14 – Ma rispondendo il capo sinagoga, sdegnato perché Gesù guarì di sabato, diceva alla folla che sono sei i giorni in cui bisogna lavorare; in essi, pertanto, venendo, siate guariti e non (nel) giorno di sabato.

L'autentico senso del sabato: luogo del riscatto e della salvezza (vv.15-16)

15 – Ma il Signore gli rispose e disse: <<Ipocriti, ciascuno di voi non scioglie di sabato il suo bue o l'asino dalla greppia e conducendo(li) via dà (loro) da bere?
16 – Ora, questa che è figlia di Abramo, che Satana legò, ecco, da diciotto anni, non bisognava che fosse sciolta da questo vincolo nel giorno di sabato?>>.

La contrastante reazione: vergogna ed esultanza (v.17)

17 – E mentre egli diceva queste cose, tutti quelli che gli si opponevano si vergognavano, e tutta la folla esultava per tutte le cose meravigliose che accadevano per opera sua.

Note generali

Per poter comprendere questo singolare racconto di guarigione in giorno di sabato è necessario tenere presente il contesto del cap.13, interamente dedicato alla pervicace incredulità di Israele, duramente richiamato alla conversione e sul quale pende un giudizio di condanna (vv.3.5.7), qualora non riconosca in Gesù l'inviato di Dio, non ne accetti la missione e la sua predicazione e non si converta.

La finalità di tale racconto, che va colto come metafora e non come un miracolo associabile ad altri simili, è mettere in rilievo il senso della missione di Gesù nei confronti di Israele: Gesù è venuto per liberare Israele dal peso della Torah orale, reinterpretandola non più in funzione di Dio, ma in funzione dell'uomo.
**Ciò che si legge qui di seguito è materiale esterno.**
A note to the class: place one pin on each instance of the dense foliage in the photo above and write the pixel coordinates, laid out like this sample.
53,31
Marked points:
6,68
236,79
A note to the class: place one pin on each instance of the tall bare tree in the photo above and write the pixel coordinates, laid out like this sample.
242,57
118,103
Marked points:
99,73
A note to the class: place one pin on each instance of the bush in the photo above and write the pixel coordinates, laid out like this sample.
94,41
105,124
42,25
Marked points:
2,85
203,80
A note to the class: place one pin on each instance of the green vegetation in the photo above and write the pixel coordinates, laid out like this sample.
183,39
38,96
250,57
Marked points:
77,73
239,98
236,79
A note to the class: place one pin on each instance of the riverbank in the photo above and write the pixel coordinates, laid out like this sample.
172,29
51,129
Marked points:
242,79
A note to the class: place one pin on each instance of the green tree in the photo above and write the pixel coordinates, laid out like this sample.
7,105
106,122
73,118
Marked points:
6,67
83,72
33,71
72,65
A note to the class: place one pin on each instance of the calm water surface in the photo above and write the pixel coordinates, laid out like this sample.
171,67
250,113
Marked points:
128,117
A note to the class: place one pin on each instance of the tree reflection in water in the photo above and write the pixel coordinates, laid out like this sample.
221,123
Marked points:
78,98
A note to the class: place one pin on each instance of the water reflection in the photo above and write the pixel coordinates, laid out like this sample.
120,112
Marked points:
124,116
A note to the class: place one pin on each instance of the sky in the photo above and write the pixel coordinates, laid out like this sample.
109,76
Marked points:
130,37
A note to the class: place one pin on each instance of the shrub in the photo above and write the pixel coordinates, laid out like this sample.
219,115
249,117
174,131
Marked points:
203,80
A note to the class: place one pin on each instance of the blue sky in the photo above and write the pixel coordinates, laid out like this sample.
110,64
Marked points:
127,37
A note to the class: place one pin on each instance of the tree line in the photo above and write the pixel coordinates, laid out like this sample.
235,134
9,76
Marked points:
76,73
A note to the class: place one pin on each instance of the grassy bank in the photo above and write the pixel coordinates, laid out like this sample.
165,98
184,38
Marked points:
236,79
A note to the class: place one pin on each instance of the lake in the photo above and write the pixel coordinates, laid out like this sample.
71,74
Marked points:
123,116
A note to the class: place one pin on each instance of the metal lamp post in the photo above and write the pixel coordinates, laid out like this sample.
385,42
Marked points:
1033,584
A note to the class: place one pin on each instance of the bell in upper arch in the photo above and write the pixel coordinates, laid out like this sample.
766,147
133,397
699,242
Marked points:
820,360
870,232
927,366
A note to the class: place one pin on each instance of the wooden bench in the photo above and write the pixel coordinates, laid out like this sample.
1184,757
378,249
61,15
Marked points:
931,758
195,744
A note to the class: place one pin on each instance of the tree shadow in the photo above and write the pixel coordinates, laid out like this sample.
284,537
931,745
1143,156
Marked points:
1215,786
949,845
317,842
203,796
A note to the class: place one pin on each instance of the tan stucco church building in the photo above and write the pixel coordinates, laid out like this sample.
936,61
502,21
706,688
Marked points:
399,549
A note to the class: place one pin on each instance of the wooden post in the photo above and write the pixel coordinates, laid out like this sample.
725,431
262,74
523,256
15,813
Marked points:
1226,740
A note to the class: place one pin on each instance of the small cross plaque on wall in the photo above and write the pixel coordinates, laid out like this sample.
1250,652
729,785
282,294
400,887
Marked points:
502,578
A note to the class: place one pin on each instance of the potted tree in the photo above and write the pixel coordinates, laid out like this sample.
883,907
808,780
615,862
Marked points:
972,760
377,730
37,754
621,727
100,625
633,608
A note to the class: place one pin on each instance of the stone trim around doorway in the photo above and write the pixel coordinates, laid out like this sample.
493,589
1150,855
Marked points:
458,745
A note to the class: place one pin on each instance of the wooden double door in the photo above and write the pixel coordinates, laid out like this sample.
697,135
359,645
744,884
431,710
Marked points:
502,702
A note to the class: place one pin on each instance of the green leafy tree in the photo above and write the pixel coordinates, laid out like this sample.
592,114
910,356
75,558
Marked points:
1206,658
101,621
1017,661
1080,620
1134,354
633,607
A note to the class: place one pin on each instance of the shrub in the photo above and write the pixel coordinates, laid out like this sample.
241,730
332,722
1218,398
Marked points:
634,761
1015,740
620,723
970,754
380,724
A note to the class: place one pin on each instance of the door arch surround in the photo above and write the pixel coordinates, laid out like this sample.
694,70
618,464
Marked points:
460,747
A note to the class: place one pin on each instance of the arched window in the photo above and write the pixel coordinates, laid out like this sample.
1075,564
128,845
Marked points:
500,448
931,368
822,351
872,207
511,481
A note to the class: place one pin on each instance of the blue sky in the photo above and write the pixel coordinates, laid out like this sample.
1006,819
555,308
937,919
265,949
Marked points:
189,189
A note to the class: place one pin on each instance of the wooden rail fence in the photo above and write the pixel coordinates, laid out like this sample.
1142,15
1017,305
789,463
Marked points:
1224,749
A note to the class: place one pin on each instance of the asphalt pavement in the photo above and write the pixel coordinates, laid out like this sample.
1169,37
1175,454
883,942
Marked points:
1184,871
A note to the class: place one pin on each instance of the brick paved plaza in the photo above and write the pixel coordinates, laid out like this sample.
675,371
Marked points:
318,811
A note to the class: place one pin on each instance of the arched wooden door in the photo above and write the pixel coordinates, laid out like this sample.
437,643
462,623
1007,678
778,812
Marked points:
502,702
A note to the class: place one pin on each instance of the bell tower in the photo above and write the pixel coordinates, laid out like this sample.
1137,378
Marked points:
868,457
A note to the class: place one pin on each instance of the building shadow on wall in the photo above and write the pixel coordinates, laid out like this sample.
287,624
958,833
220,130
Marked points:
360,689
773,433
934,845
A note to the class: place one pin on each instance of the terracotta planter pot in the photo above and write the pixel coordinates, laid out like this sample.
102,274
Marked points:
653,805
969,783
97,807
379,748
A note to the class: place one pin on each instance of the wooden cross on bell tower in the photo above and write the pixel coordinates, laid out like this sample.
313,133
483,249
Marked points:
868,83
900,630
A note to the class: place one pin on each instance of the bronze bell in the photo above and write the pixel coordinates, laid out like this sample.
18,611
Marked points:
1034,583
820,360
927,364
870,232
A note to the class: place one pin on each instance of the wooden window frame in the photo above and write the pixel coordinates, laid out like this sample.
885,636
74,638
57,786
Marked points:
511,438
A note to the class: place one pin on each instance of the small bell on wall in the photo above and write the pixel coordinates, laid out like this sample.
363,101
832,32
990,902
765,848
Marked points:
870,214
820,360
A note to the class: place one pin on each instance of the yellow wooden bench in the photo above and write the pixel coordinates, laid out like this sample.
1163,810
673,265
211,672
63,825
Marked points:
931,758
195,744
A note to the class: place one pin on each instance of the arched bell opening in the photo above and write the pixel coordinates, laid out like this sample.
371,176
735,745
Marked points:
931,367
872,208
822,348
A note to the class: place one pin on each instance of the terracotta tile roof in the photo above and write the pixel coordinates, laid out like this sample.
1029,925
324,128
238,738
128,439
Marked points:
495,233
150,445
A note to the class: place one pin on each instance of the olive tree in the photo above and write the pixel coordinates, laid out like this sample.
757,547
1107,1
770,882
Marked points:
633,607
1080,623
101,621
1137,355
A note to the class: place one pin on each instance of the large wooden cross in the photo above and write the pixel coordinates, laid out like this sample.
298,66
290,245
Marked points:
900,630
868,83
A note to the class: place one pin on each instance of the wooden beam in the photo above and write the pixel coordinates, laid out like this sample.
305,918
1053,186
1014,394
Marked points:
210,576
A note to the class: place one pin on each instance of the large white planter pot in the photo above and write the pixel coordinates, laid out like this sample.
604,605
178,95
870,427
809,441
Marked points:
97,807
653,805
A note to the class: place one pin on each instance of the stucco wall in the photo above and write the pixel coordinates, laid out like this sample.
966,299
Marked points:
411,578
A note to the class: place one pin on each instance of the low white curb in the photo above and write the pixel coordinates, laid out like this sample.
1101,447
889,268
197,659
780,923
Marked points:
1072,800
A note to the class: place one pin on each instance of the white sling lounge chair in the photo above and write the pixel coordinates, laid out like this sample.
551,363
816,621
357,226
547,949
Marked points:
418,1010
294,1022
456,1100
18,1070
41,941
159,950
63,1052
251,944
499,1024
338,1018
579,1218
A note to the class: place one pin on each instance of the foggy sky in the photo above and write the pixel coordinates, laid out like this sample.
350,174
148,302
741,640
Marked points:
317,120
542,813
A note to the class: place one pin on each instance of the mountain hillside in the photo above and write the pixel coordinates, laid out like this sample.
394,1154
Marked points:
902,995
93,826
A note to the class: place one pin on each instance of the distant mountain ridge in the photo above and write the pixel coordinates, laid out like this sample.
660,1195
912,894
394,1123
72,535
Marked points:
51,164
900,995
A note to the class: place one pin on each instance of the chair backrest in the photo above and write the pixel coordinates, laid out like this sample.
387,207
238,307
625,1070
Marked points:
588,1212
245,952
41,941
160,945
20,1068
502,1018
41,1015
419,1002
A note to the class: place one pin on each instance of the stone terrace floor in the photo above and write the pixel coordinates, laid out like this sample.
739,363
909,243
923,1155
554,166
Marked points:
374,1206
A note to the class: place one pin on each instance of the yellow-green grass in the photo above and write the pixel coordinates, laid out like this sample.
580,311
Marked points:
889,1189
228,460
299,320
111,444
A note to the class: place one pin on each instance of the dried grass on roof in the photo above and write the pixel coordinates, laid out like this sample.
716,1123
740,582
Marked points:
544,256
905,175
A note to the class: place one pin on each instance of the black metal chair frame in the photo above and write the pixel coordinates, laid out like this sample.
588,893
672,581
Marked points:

Il sabato, infatti, è stato fatto per l'uomo e non l'uomo per il sabato (Mc 2,27). Il giudaismo, come sistema religioso, aveva ridotto la religione, quale luogo d'incontro con Dio, ad una serie di regole da eseguire e tale da impedirne un autentico rapporto, così che Isaia lamentava che: “[...] questo popolo si avvicina a me solo a parole e mi onora con le labbra, mentre il suo cuore è lontano da me e il culto che mi rendono è un imparaticcio di usi umani” (Is 29,13).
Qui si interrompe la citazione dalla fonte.